Macworld on the Mac of the Future

Macworld has published an interesting series of stories on the future of the Mac. Anand Lal Shimpi (of Anandtech fame) writes about the Mac of the future: the CPU. One aspect I found interesting was Apple’s desire for powerful Graphical Processing Units (GPUs), which they are using not just for games and 3D graphics, but for more powerful general purpose computing:

At the same time, Apple has seen the need to use powerful GPUs in its computers. You can’t buy a Mac today that doesn’t have a robust GPU of some sort. Even the 15- and 17-inch MacBook Pros pair their integrated graphics with an Nvidia GPU, just in case you need it.
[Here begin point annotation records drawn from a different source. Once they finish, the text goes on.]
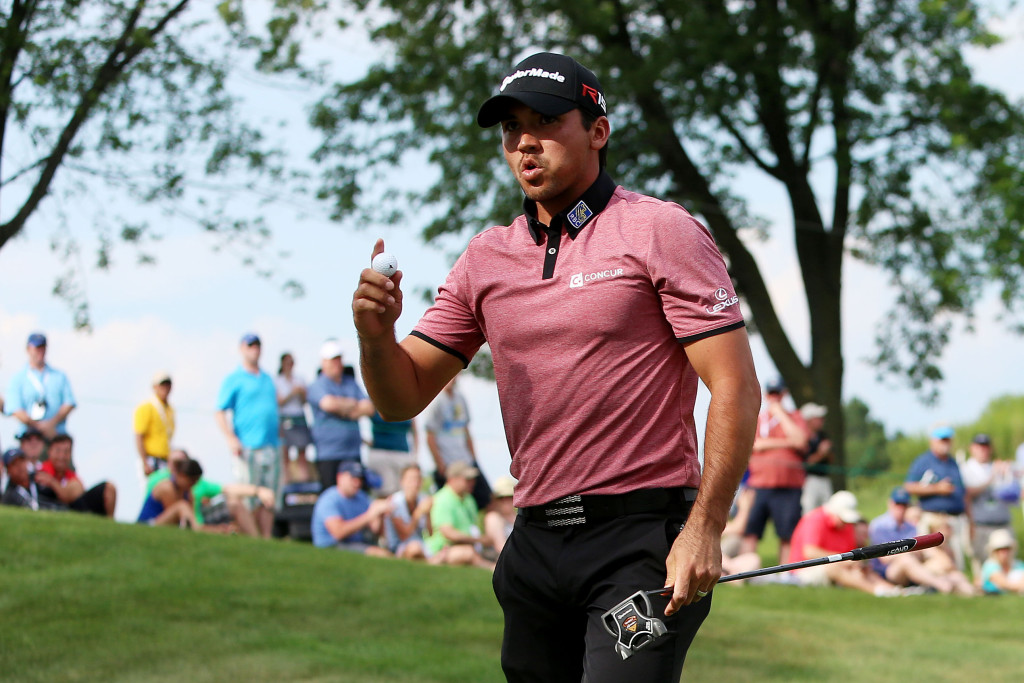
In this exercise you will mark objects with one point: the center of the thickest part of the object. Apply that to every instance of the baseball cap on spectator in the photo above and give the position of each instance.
(504, 487)
(549, 83)
(352, 467)
(30, 432)
(331, 349)
(899, 496)
(10, 455)
(462, 469)
(843, 504)
(812, 411)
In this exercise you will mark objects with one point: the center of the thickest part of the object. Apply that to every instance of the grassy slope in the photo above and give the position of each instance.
(82, 599)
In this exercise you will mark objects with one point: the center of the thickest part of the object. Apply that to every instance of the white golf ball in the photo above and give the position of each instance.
(385, 263)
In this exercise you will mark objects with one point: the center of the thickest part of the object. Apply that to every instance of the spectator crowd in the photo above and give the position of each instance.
(373, 498)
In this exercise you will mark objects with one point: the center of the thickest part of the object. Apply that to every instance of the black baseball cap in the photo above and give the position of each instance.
(549, 83)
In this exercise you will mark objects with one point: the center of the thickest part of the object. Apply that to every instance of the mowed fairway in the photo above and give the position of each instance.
(83, 599)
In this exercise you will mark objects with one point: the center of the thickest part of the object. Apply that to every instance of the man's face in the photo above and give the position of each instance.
(348, 484)
(552, 158)
(60, 456)
(17, 471)
(942, 446)
(33, 446)
(250, 352)
(37, 355)
(981, 452)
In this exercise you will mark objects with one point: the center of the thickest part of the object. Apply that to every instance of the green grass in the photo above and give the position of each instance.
(83, 599)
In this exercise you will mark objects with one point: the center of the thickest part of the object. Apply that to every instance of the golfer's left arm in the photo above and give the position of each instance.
(724, 364)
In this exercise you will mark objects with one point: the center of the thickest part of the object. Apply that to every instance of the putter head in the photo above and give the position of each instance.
(632, 625)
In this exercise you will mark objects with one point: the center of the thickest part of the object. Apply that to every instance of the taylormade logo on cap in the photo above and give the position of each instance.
(537, 73)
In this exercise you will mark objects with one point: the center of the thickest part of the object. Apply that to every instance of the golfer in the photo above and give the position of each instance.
(601, 307)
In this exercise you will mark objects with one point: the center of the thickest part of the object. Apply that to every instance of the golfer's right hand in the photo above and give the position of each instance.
(377, 302)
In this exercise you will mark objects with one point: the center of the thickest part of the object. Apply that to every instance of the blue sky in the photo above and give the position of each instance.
(186, 313)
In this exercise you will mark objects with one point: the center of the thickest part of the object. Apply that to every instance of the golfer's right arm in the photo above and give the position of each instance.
(401, 379)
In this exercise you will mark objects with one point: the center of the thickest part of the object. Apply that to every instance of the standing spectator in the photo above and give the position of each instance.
(155, 425)
(1003, 571)
(34, 445)
(930, 567)
(817, 462)
(450, 440)
(457, 538)
(338, 402)
(294, 430)
(409, 523)
(389, 452)
(22, 491)
(986, 511)
(57, 480)
(500, 515)
(776, 471)
(170, 502)
(602, 308)
(39, 395)
(829, 529)
(344, 514)
(249, 395)
(935, 479)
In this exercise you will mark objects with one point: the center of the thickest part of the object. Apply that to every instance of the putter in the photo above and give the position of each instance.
(634, 627)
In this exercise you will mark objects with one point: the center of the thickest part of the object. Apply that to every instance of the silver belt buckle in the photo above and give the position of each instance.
(557, 516)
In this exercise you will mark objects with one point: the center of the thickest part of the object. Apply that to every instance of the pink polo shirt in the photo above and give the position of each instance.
(595, 387)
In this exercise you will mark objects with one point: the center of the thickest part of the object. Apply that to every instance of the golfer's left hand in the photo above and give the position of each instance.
(694, 564)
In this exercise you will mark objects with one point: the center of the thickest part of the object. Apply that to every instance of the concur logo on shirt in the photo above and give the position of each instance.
(579, 280)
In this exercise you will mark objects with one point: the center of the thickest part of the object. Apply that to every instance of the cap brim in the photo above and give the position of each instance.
(496, 109)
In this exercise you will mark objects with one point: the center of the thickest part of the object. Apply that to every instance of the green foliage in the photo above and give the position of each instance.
(134, 99)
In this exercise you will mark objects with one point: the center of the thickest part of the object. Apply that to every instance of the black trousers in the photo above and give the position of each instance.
(555, 584)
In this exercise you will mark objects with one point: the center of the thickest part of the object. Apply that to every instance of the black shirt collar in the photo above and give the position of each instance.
(577, 215)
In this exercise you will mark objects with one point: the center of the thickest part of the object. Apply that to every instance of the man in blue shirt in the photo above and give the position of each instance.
(249, 395)
(337, 403)
(934, 477)
(344, 513)
(39, 395)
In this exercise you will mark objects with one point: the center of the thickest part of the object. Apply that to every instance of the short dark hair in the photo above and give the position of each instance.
(588, 121)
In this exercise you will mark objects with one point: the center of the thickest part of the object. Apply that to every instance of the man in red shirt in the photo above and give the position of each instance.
(57, 480)
(829, 530)
(601, 307)
(776, 472)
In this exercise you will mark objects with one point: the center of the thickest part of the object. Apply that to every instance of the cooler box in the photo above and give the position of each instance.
(297, 501)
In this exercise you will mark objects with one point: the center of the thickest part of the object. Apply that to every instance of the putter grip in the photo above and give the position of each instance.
(897, 547)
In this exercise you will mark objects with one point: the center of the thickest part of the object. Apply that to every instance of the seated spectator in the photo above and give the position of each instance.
(931, 567)
(219, 508)
(344, 514)
(60, 483)
(455, 518)
(170, 502)
(827, 530)
(1003, 571)
(500, 517)
(22, 491)
(34, 444)
(410, 518)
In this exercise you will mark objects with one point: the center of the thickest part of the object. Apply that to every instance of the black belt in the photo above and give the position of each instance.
(576, 510)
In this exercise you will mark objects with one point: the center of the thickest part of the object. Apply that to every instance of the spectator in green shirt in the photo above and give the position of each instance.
(455, 517)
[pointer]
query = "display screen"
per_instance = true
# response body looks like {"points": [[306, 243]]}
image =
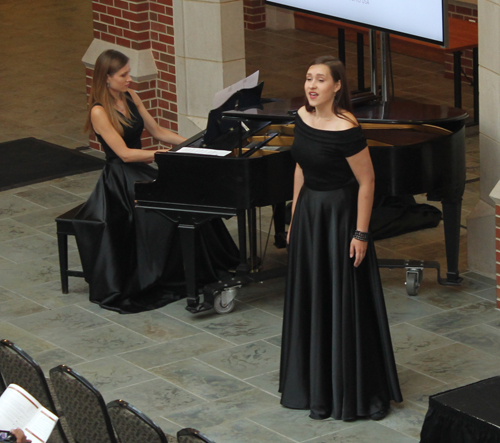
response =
{"points": [[422, 19]]}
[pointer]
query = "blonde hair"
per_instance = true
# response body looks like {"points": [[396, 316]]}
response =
{"points": [[108, 63]]}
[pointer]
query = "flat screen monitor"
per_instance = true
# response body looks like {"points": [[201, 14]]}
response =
{"points": [[425, 20]]}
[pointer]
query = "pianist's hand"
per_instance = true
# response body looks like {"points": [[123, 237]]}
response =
{"points": [[358, 251]]}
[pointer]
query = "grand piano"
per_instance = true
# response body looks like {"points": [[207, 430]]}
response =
{"points": [[415, 149]]}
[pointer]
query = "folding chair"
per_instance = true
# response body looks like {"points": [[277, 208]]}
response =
{"points": [[133, 426], [16, 366], [83, 407]]}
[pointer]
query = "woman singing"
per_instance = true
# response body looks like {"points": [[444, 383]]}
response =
{"points": [[337, 358]]}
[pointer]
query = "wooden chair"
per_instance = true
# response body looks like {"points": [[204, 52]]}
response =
{"points": [[65, 228]]}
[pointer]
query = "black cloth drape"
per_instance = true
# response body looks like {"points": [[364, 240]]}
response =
{"points": [[470, 414]]}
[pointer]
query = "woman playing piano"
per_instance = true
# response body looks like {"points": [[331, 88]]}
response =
{"points": [[337, 358], [132, 258]]}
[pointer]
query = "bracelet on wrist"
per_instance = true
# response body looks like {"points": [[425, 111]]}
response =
{"points": [[359, 235]]}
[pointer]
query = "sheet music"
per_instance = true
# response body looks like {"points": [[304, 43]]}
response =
{"points": [[202, 151], [249, 82]]}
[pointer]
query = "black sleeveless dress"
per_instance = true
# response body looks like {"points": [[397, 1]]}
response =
{"points": [[336, 356], [132, 258]]}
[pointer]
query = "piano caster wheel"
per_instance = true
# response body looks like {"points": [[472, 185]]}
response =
{"points": [[413, 279], [224, 302]]}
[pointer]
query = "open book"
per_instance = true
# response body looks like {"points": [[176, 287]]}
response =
{"points": [[19, 409]]}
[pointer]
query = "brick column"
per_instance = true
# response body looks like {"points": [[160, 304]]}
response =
{"points": [[254, 14], [467, 14], [497, 251], [144, 31]]}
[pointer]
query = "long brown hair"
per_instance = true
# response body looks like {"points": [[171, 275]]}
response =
{"points": [[108, 63], [342, 101]]}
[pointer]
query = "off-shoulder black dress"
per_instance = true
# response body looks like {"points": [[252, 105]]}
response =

Thanks to the OpenCL spec, such GPUs can be used for more than just real-time graphics rendering, taking on general computing tasks as well.

So you have a company that seems no longer to care as much as it once did about Intel’s CPUs, but that increasingly cares a lot about GPUs. While I can’t imagine Apple dropping Intel altogether, these two factors make me wonder whether Apple will at least consider using CPUs from AMD in the next two years.
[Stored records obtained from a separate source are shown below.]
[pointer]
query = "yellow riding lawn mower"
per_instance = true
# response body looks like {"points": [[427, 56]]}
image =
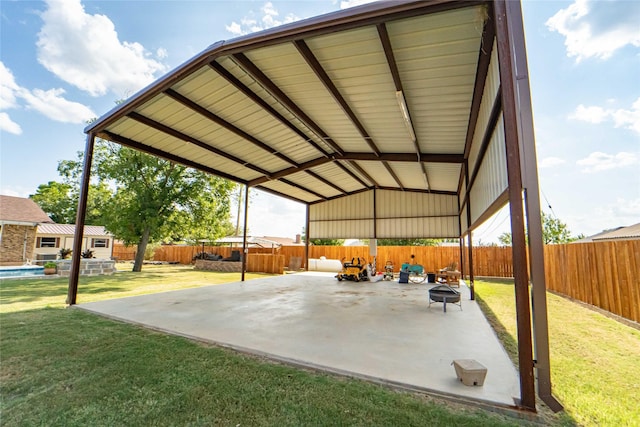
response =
{"points": [[356, 270]]}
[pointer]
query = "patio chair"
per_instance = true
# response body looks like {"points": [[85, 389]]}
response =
{"points": [[449, 274]]}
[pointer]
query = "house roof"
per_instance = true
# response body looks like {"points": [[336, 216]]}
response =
{"points": [[284, 241], [621, 233], [20, 209], [373, 97], [70, 229]]}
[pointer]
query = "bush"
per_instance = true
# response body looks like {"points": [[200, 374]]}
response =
{"points": [[87, 253], [65, 253]]}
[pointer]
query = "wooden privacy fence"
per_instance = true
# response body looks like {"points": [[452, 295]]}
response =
{"points": [[603, 274]]}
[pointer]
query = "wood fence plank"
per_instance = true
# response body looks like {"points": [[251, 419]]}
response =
{"points": [[604, 274]]}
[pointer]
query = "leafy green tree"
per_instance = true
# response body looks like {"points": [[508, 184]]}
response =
{"points": [[59, 200], [156, 198], [55, 199], [327, 242], [554, 231]]}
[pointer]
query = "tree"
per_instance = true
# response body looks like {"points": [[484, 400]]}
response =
{"points": [[321, 242], [554, 231], [156, 198], [153, 199]]}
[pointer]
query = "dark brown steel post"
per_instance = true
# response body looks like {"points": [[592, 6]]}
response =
{"points": [[514, 176], [74, 273], [534, 220], [306, 242], [245, 250], [472, 289]]}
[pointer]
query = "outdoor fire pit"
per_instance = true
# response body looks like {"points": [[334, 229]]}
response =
{"points": [[444, 294]]}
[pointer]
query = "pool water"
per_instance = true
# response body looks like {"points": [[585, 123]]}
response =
{"points": [[21, 271]]}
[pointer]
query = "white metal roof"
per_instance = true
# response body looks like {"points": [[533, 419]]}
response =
{"points": [[316, 110]]}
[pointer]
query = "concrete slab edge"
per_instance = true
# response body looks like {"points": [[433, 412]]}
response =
{"points": [[511, 411]]}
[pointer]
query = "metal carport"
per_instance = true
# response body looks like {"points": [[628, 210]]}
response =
{"points": [[390, 120]]}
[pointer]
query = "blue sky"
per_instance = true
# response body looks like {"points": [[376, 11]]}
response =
{"points": [[584, 64]]}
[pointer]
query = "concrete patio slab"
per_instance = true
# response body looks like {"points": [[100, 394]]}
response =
{"points": [[383, 331]]}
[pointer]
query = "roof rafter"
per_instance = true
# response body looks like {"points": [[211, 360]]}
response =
{"points": [[383, 34], [326, 181], [322, 75], [251, 69], [220, 121], [233, 80], [177, 134]]}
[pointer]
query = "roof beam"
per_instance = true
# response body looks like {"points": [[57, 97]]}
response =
{"points": [[225, 124], [484, 59], [408, 190], [383, 34], [363, 173], [325, 181], [404, 157], [281, 174], [176, 134], [315, 65], [393, 175], [351, 174], [300, 187], [234, 81], [250, 68], [165, 155]]}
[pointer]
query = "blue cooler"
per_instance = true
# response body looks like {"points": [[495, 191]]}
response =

The GPU is the Graphical Processing Unit. They can be discrete, standalone chips (e.g. a Radeon in a current iMac), or integrated with the CPU (like Intel GMA graphics in, say, my older Macbook). Generally, the GPU is only used in 3D games and for some acceleration of perhaps videos playback.  But OpenCL is Apple’s effort to harness the power that goes into the modern graphics chip for general purpose computing.

In other interesting posts on the future of the Mac, John Siracusa writes about the future of MacOS X itself. John Gruber, of Daring Fireball (and with perhaps an odd portrait photo) addresses the issue of iOS overshadowing and replacing OS X. There’s a nice introduction and overview article to all of these posts, including others not mentioned directly here.